Twain’s Afoot! On Tom Sawyer, Detective |

Genre in the Mainstream

Twain’s Afoot! On Tom Sawyer, Detective

Tom Sawyer Detective, Mark Twain’s 1896 contribution to the incredibly popular detective genre, was published just two years after his spoof of the adventure story, Tom Sawyer Abroad. Just as he was able to use Tom and Huck to play with conversations full of false logic and elements of travel writing in that book, Twain continues to reveal that his two star characters are incredibly versatile and can fit into the conventions of a number of different genres.They can mimic the pirates, robbers, and adventurers that Tom reads about in books. In this novel Twain homages the work of Sir Arthur Conan Doyle, who had been popularizing both the revelatory mystery format and the almost supernaturally observant detective for half a decade prior to the publication of Tom Sawyer Detective.

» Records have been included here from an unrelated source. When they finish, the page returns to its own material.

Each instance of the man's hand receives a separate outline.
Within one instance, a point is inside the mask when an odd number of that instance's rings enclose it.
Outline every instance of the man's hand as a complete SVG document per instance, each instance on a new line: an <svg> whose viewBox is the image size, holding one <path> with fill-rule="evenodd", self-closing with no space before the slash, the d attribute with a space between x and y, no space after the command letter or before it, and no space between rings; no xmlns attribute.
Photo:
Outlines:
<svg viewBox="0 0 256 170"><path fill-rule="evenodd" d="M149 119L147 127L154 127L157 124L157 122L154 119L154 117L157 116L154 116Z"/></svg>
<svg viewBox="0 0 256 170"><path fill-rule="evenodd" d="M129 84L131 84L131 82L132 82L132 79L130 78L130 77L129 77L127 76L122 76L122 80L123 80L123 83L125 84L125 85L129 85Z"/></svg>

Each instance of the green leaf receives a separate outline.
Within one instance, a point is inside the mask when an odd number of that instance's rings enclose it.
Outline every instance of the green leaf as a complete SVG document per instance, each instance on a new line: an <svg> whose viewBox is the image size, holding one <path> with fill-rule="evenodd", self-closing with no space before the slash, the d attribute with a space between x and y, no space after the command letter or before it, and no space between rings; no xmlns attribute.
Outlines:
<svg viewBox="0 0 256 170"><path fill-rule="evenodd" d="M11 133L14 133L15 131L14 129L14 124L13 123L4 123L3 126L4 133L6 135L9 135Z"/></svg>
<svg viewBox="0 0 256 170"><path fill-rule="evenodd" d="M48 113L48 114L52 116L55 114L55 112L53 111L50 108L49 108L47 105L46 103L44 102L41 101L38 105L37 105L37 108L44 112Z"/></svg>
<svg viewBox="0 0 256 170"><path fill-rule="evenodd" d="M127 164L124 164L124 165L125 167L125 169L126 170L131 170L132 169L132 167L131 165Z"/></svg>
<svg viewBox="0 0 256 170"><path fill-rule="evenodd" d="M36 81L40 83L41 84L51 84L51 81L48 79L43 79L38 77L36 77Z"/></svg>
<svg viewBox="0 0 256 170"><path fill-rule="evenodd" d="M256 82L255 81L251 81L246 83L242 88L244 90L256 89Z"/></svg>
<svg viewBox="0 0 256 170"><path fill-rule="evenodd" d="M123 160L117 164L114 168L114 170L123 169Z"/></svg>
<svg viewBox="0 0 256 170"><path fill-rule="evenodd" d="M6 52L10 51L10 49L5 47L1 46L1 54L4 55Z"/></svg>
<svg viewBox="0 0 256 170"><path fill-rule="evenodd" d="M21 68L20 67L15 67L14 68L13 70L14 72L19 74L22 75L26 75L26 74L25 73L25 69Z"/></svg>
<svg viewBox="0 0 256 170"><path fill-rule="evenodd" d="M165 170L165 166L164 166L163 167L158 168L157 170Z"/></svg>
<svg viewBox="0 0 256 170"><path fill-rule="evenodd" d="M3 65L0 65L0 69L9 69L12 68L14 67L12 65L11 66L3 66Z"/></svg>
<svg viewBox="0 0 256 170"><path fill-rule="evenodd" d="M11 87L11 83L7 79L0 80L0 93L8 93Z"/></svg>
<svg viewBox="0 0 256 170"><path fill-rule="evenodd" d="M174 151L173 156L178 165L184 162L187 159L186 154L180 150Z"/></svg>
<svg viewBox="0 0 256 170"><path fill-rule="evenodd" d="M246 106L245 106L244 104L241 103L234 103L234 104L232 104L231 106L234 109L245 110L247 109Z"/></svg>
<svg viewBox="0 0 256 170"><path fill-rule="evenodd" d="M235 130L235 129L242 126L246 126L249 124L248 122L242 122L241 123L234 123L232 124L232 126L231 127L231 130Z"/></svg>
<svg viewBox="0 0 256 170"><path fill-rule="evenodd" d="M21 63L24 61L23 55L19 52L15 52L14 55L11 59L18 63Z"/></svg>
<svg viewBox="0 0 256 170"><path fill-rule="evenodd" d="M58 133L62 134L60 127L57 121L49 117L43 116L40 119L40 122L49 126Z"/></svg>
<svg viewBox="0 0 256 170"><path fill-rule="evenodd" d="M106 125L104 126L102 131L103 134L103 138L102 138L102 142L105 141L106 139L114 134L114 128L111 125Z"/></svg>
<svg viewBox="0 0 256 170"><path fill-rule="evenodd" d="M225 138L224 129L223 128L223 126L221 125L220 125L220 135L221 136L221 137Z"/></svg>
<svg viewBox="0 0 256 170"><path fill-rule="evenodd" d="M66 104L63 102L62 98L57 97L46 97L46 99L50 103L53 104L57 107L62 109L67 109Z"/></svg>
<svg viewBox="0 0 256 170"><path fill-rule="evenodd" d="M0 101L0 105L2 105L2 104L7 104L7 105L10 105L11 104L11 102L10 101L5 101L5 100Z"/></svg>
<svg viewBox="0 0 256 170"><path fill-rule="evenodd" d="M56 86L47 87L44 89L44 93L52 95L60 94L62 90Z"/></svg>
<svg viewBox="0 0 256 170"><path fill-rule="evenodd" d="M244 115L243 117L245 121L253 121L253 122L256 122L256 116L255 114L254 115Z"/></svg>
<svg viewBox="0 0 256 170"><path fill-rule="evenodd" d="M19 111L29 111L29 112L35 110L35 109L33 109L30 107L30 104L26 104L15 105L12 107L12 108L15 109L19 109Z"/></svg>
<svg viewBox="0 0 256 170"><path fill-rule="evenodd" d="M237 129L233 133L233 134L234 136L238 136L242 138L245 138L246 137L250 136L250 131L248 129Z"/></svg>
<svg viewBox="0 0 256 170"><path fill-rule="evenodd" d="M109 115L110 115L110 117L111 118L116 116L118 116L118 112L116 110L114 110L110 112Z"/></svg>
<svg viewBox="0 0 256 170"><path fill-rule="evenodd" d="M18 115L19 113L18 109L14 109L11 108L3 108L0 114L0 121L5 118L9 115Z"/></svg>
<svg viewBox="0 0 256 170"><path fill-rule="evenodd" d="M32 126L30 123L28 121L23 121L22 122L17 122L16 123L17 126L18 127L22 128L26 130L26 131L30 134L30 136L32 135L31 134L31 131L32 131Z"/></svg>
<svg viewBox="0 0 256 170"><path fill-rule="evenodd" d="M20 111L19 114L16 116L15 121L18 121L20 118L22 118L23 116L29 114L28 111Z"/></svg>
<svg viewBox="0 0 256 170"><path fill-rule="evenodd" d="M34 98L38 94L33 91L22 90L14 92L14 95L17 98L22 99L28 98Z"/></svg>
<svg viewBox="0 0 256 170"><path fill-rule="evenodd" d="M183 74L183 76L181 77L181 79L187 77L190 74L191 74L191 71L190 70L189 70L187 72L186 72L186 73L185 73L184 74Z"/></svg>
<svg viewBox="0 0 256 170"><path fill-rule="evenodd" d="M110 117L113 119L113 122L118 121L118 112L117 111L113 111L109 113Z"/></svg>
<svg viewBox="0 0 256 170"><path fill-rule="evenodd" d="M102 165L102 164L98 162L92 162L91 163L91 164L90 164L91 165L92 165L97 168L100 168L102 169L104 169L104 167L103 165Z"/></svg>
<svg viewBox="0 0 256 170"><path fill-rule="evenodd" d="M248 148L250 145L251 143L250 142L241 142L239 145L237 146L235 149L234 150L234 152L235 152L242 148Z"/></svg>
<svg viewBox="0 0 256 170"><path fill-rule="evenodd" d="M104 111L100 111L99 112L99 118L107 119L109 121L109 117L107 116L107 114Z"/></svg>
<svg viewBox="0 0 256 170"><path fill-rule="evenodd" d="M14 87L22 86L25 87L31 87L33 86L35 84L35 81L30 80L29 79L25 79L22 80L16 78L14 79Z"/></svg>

Brace Dunlap, a powerful and surly neighbor of Tom’s Uncle Silas (from whom Tom and Huck tried to steal the already freed Jim in Huckleberry Finn), is terrorizing the poor old man because his daughter has refused Brace’s marriage proposal. Chief among Brace’s revenge tactics is pressuring Silas to pay Jubiter Dunlap, Brace’s good for nothing brother, to help him on his tobacco farm. When it becomes clear that Jubiter’s lackadaisical approach to farm work will drive the usually peaceful Silas mad with rage (he’s even begun sleepwalk), Aunt Sally summons Tom and Huck back to Arkansas to provide some distraction for the entire Phillips family. Eager for the opportunity to cause trouble on the road, the boys accept the invitation and board a steamboat for Arkansas.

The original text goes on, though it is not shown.